Gingrich comes out for solution that already (kind of) exists: cancellation of removal

At last night’s CNN Republican presidential debate focusing on national security, former House Speaker Newt Gingrich said the following while answering a question about immigration:

I believe ultimately you have to find some system — once you’ve put every piece in place, which includes the guest worker program, you need something like a World War II Selective Service Board that, frankly, reviews the people who are here. If you’re here — if you’ve come here recently, you have no ties to this country, you ought to go home. period. If you’ve been here 25 years and you got three kids and two grandkids, you’ve been paying taxes and obeying the law, you belong to a local church, I don’t think we’re going to separate you from your family, uproot you forcefully and kick you out.[emphasis added]

The Creeble Foundation [sic] is [sic] a very good red card program that says you get to be legal, but you don’t get a pass to citizenship. And so there’s a way to ultimately end up with a country where there’s no more illegality, but you haven’t automatically given amnesty to anyone.

In the abstract, such an idea — a government agency that decides whether someone without a valid immigration status gets to stay in the United States — sounds unobjectionable. Except it already exists. The immigration courts in the Justice Department’s Executive Office for Immigration Review already perform this function when someone is put in removal proceedings. The solution Gingrich suggests for if someone has been here 25 years, has three kids and two grandkids, has been paying taxes, obeying the law, and belongs to a local church also (kind of) exists too. How? That person might (emphasis on might) have a plausible case for cancellation of removal, a form of relief that the immigration courts can grant that pretty much does what it’s called: it cancels someone’s removal from the United States. See INA § 240A(b).

If Gingrich’s hypothetical person was put in removal proceedings, he’d have to demonstrate that he had been present in the US for more than ten years, hadn’t been convicted of any crimes, and would also have to demonstrate that his removal would result in what the law calls “exceptional and extremely unusual hardship to the alien’s spouse, parent, or child, who is a citizen of the United States or an alien lawfully admitted for permanent residence.” In practice, this “exceptional and extremely usual hardship” to a U.S. citizen relative standard is a very high — but not impossible — bar to clear.
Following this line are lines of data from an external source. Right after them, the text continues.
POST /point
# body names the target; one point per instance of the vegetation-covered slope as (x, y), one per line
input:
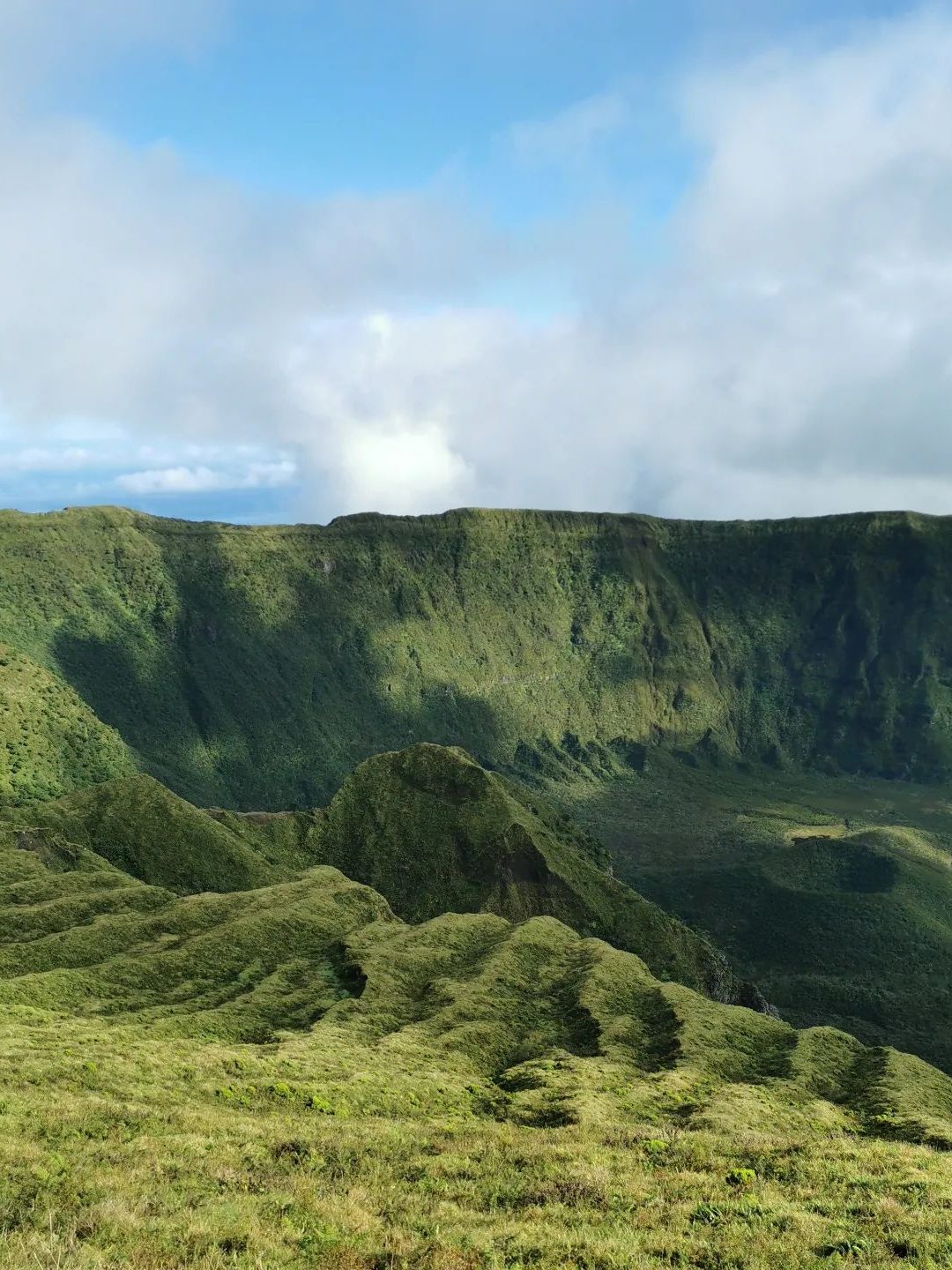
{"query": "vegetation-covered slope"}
(833, 895)
(433, 831)
(427, 827)
(294, 1077)
(254, 667)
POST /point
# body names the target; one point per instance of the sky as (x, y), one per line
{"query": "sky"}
(270, 260)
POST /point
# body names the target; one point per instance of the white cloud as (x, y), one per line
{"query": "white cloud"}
(795, 357)
(400, 467)
(201, 481)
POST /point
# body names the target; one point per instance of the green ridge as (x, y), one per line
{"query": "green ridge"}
(433, 831)
(292, 1076)
(253, 667)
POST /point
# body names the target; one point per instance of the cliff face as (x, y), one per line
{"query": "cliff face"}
(256, 667)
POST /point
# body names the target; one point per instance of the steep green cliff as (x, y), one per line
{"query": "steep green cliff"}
(254, 667)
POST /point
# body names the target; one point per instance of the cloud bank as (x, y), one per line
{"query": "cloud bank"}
(790, 352)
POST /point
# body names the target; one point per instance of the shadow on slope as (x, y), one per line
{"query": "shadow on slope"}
(553, 1022)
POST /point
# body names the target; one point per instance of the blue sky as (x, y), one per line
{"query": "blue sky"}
(291, 259)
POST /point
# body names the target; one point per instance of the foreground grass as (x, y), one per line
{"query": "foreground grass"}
(117, 1149)
(294, 1077)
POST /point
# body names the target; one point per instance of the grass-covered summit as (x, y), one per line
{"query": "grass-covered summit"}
(294, 1077)
(254, 667)
(435, 832)
(427, 827)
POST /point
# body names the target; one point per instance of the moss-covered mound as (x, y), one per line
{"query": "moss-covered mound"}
(152, 833)
(294, 1077)
(253, 667)
(435, 832)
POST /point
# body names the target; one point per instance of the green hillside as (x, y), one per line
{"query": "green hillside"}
(834, 895)
(628, 669)
(294, 1077)
(254, 667)
(433, 831)
(427, 827)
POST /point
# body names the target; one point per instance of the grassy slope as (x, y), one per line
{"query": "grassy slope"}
(254, 667)
(152, 833)
(49, 738)
(427, 827)
(433, 831)
(834, 895)
(221, 1062)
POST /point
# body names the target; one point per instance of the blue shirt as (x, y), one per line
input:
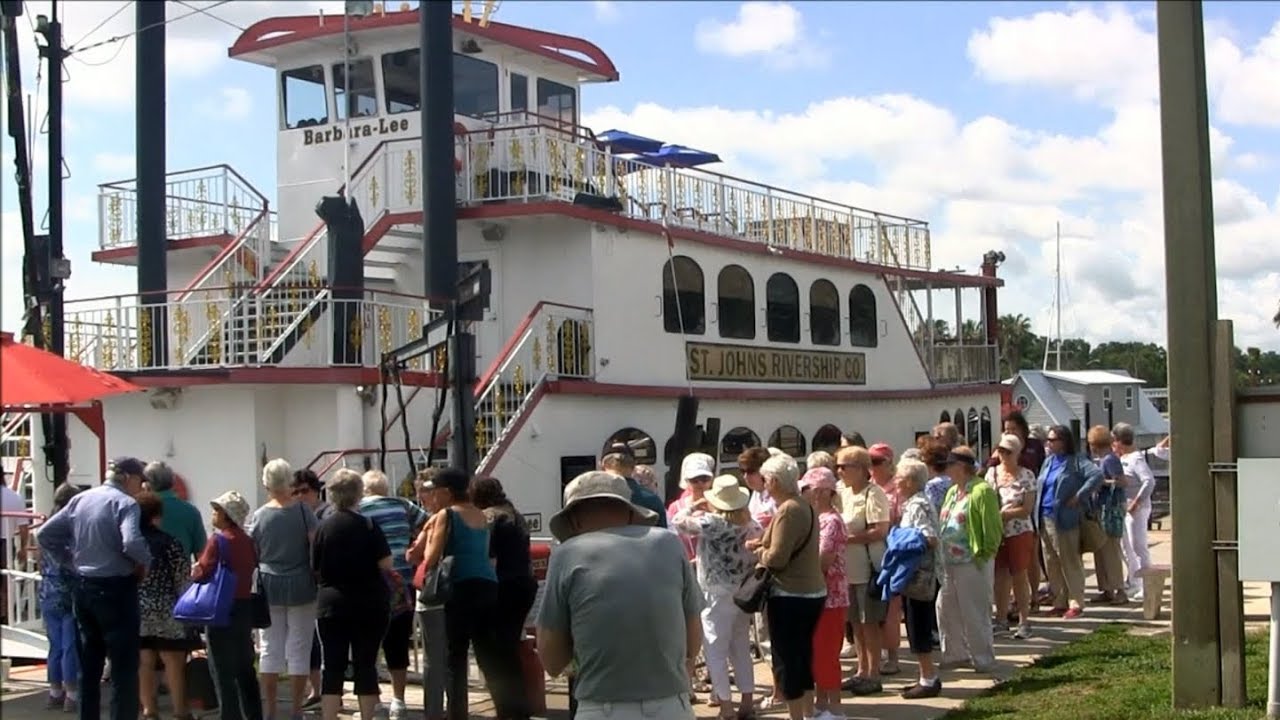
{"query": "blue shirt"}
(649, 500)
(97, 534)
(1048, 500)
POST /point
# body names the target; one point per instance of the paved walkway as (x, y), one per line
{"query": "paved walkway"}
(23, 693)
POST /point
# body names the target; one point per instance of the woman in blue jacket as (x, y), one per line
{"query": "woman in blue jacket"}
(1066, 481)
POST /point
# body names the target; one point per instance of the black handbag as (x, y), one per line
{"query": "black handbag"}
(753, 592)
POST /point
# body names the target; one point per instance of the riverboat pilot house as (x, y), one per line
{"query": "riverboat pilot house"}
(622, 278)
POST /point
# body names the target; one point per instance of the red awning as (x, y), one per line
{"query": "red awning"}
(35, 379)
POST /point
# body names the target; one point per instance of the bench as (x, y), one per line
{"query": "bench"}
(1153, 580)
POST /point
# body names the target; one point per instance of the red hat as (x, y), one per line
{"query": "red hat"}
(881, 451)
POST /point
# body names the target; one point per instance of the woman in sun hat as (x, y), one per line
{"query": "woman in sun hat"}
(722, 523)
(231, 647)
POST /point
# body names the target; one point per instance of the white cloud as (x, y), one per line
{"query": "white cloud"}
(988, 183)
(773, 31)
(606, 10)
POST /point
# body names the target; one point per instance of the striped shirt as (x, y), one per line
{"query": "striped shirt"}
(400, 520)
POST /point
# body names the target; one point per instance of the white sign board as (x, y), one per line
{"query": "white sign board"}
(1258, 496)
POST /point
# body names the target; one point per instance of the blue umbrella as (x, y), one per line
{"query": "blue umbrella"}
(679, 156)
(627, 144)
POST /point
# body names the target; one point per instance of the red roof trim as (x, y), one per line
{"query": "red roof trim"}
(275, 32)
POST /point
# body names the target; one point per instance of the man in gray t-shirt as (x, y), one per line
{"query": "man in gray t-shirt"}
(621, 602)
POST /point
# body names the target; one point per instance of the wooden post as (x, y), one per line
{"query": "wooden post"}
(1230, 593)
(1192, 313)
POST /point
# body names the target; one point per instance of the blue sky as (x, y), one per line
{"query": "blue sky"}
(990, 119)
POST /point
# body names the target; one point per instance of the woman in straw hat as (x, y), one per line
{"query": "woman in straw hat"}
(722, 524)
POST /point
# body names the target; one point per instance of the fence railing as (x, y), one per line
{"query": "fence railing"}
(201, 201)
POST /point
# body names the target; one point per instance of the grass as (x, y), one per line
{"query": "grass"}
(1110, 675)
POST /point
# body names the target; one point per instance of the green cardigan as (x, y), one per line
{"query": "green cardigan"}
(986, 528)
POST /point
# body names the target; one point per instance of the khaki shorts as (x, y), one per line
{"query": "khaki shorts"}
(864, 607)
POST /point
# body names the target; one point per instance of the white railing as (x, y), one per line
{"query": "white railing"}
(540, 163)
(554, 342)
(213, 329)
(200, 203)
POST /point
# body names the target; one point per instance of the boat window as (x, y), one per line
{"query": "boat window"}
(305, 101)
(519, 87)
(735, 442)
(639, 441)
(735, 304)
(557, 101)
(684, 300)
(862, 317)
(782, 308)
(361, 98)
(789, 440)
(475, 83)
(823, 313)
(826, 438)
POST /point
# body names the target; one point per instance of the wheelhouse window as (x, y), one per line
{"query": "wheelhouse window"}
(735, 304)
(304, 95)
(735, 442)
(823, 313)
(862, 317)
(557, 101)
(782, 308)
(789, 440)
(475, 83)
(519, 91)
(684, 301)
(355, 92)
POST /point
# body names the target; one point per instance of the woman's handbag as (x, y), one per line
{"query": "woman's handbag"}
(209, 602)
(754, 589)
(437, 582)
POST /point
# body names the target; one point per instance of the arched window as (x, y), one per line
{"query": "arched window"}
(639, 441)
(682, 296)
(789, 440)
(782, 308)
(826, 438)
(735, 442)
(862, 317)
(735, 304)
(823, 313)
Why did I say Gingrich’s solution only “kind of” exists? His idea only “kind of” exists because someone can only seek this type of relief if he or she is put into removal proceedings in the first place, i.e., ICE charges the person with being in the U.S. without a valid immigration status. What if you wanted to actively seek out this relief on your own? People have tried, and ICE will not let you turn yourself in to start proceedings, even if you’d be eligible for relief; hence, the “kind of.”